“I do that. If he’s as guiltless as he says he is, my watchfulness won’t hurt him. If he’s not, then, Mr. Challoner, I’ve but one duty; to match his strength with my patience. That man is the one great mystery of the day, and mysteries call for solution. At least, that’s the way a detective looks at it.”
“May Heaven help your efforts!”
“I shall need its assistance,” was the dry rejoinder. Sweetwater was by no means blind to the difficulties awaiting him.
XXXII
TELL ME, TELL IT ALL
The day was a grey one, the first of the kind in weeks. As Doris stepped into the room where Oswald sat, she felt how much a ray of sunshine would have encouraged her and yet how truly these leaden skies and this dismal atmosphere expressed the gloom which soon must fall upon this hopeful, smiling man.
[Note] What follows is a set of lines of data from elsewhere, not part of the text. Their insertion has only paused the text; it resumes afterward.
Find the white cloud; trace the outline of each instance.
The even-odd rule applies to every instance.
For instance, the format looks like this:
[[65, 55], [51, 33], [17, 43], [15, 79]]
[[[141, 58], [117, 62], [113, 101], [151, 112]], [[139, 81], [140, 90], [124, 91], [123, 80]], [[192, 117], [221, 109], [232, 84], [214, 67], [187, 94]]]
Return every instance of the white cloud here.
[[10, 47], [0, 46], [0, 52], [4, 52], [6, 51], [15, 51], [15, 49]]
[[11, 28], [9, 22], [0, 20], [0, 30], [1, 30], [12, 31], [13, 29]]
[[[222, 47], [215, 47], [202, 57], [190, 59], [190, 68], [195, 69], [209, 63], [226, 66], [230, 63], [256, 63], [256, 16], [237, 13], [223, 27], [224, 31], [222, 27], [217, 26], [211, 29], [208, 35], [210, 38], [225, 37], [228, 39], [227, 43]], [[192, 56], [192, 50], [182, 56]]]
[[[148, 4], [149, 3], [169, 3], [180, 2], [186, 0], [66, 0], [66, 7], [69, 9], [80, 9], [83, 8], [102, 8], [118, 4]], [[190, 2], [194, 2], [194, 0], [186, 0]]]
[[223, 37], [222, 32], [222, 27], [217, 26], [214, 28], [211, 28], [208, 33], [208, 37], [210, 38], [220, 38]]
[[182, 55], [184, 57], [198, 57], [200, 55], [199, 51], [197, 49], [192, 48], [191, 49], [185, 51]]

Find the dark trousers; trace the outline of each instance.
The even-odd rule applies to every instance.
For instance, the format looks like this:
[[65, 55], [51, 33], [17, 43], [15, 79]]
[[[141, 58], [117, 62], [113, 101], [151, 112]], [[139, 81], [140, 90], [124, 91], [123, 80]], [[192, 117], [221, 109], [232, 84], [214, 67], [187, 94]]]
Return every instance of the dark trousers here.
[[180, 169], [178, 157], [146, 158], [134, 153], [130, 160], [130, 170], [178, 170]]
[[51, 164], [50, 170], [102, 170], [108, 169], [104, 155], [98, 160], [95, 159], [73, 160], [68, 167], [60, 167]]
He smiled because any man must smile at the entrance of so lovely a woman, but it was an abstracted smile, and Doris, seeing it, felt her courage falter for a moment, though her steps did not, nor her steady compassionate gaze. Advancing slowly, and not answering because she did not hear some casual remark of his, she took her stand by his side and then slowly and with her eyes on his face, sank down upon her knees, still without speaking, almost without breathing.
His astonishment was evident, for her air was strange and full of presage,—as, indeed, she had meant it to be. But he remained as silent as she, only reached out his emaciated hand and, laying it on her head, smiled again but this time far from abstractedly. Then, as he saw her cheeks pale in terror of the task before her, he ventured to ask gently:
“What is the matter, child? So weary, eh? Nothing worse than that, I hope.”
“Are you quite strong this morning? Strong enough to listen to my troubles; strong enough to bear your own if God sees fit to send them?” came hesitatingly from her lips as she watched the effect of each word, in breathless anxiety.
“Troubles? There can be but one trouble for me,” was his unexpected reply. “That I do not fear—will not fear in my hour of happy recovery. So long as Edith is well—Doris! Doris! You alarm me. Edith is not ill;—not ill?”
The poor child could not answer save with her sympathetic look and halting, tremulous breath; and these signs, he would not, could not read, his own words had made such an echo in his ears.
“Ill! I cannot imagine Edith ill. I always see her in my thoughts, as I saw her on that day of our first meeting; a perfect, animated woman with the joyous look of a glad, harmonious nature. Nothing has ever clouded that vision. If she were ill I would have known it. We are so truly one that—Doris, Doris, you do not speak. You know the depth of my love, the terror of my thoughts. Is Edith ill?”
The eyes gazing wildly into his, slowly left his face and raised themselves aloft, with a sublime look. Would he understand? Yes, he understood, and the cry which rang from his lips stopped for a moment the beating of more than one heart in that little cottage.